On Friday 31 January 1986, there was a children's party in one of the wards. Eamonn Andrews donned a party head – Disney character Pluto [Bigredbook.info editor: it was actually Donald Duck] – to attend, and surprise Sister June McElnea, MBE.
As he said, he was seeking a little lady with a big heart. At eighteen, when she wanted to become a trainee nurse, she stood just 4ft 11in, and the minimum height requirement was precisely five foot.
She went for her interview wearing the highest of high heels and a hat that looked like a chimney. She got the job and went on to become a nursing sister at Great Ormond Street whose very personality turned tears to smiles among the children whose lives were constantly in the balance.

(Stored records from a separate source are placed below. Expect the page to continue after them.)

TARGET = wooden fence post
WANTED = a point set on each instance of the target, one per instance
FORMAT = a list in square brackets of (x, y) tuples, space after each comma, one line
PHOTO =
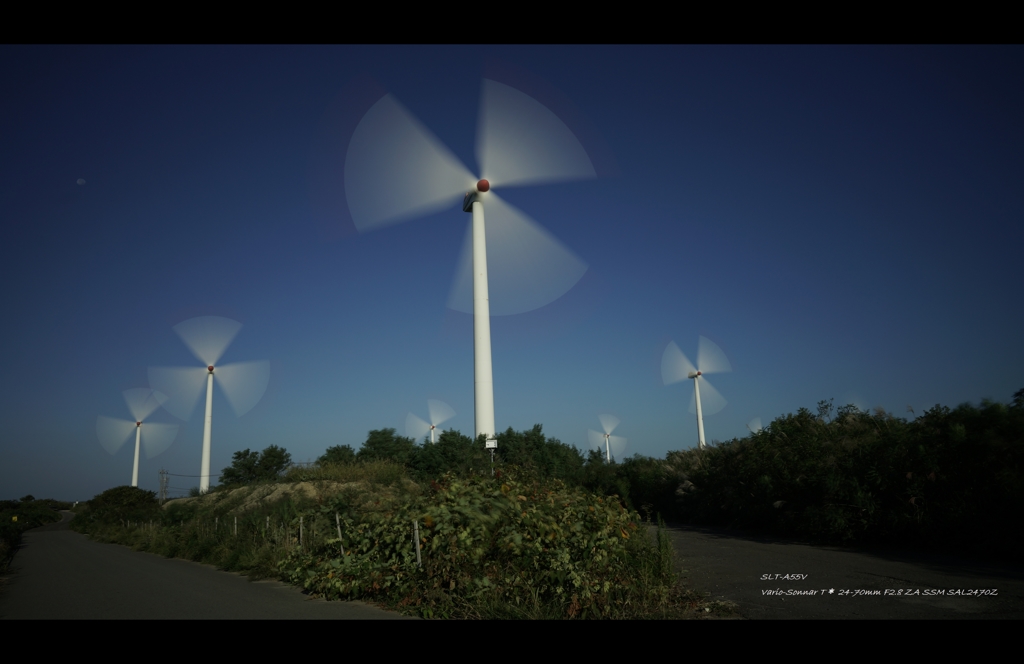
[(416, 538)]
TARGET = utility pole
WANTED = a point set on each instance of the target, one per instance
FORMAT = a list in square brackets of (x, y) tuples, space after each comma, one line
[(163, 486)]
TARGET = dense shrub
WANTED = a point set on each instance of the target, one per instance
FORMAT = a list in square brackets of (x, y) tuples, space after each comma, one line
[(948, 479), (514, 542)]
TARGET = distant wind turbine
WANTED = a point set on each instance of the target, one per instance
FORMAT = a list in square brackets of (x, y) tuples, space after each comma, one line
[(439, 412), (113, 433), (243, 383), (676, 367), (613, 445)]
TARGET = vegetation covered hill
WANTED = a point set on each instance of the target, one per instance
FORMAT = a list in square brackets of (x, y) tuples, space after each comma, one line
[(515, 544), (18, 515), (435, 530)]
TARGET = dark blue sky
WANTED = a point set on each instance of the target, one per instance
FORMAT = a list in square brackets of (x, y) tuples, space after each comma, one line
[(845, 222)]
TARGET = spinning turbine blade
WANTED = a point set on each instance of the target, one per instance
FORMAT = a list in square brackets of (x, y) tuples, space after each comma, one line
[(157, 438), (675, 366), (520, 141), (711, 400), (208, 336), (396, 169), (439, 411), (608, 422), (243, 383), (711, 359), (142, 402), (416, 428), (182, 385), (617, 445), (527, 267), (113, 432)]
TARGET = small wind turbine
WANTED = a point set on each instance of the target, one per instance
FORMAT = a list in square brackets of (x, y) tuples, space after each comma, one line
[(439, 412), (613, 445), (243, 383), (676, 367), (396, 169), (113, 433)]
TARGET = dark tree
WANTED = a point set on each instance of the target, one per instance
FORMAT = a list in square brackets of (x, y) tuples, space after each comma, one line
[(337, 454), (248, 466), (383, 444)]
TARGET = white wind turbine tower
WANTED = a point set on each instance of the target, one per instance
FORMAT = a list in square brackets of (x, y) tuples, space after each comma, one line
[(439, 412), (676, 367), (113, 433), (243, 383), (396, 169), (613, 445)]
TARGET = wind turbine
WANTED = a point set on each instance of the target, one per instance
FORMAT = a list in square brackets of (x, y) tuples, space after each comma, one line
[(439, 412), (396, 169), (243, 383), (613, 445), (113, 433), (676, 367)]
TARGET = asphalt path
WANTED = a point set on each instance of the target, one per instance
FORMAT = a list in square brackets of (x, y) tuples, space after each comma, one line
[(59, 574), (752, 571)]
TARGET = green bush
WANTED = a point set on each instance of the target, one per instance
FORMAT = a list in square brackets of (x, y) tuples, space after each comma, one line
[(949, 479), (494, 545)]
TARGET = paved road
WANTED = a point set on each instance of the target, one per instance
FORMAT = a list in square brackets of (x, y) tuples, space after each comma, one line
[(730, 566), (60, 574)]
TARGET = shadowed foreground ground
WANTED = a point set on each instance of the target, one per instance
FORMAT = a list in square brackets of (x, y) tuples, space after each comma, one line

Cricket commentator Brian Johnston and his wife Pauline came to tell us how 'Sister Mac' had kept up their spirits for twelve years of care of their daughter, Joanna. Joanna came, too.
Sister Mac had her own hero, cricketer Ian Botham. We made sure he was able to have a word from the West Indies, where he was on tour. For good measure, David Gower, then the England captain, introduced the whole of the team to wave their greetings to a remarkable woman whose true height might have meant she did not measure up to the job.
Grateful children, and their parents, testified how she had seen them through unimaginable crisis. One mother, Ann Towse, had sent Sister Mac a Christmas card that year, recalling the period when her young son, then aged four, was in Great Ormond Street, and the doctor had said, 'We can do no more for David.'
The card said, 'You were close by and ready to help. David will be twenty-one next birthday. How wonderful to have known a real saint.'
In January 1986 Brian paid a return visit to This Is Your Life when he appeared as a guest with Pauline and their youngest daughter Joanna. The subject of the programme was Sister June McElnea, MBE, known as Sister Mac, who was retiring after nearly forty years at Great Ormond Street Hospital. Pauline explained to Eamonn Andrews that they had first met Sister Mac at a very traumatic moment when they discovered that Joanna had diabetes. She had taught Joanna how to practise her injections on an orange. 'There were many occasions when Joanna had to go into Great Ormond Street,' Pauline informed Sister Mac, 'and the fact that you were there with your cheerful smile kept our spirits up.'
Brian could not resist telling a joke. 'A mother came to visit her child once,' he told Eamonn, 'and she had rather a bad cough. Sister Mac said, "Let me look at your throat." So she looked down her throat and said, "Yes, you've got a bad cough. Do you ever get a tickle in the morning?" And the mother said, "I used to, but not now they've changed the milkman!"' The audience laughed, although Eamonn looked rather taken aback.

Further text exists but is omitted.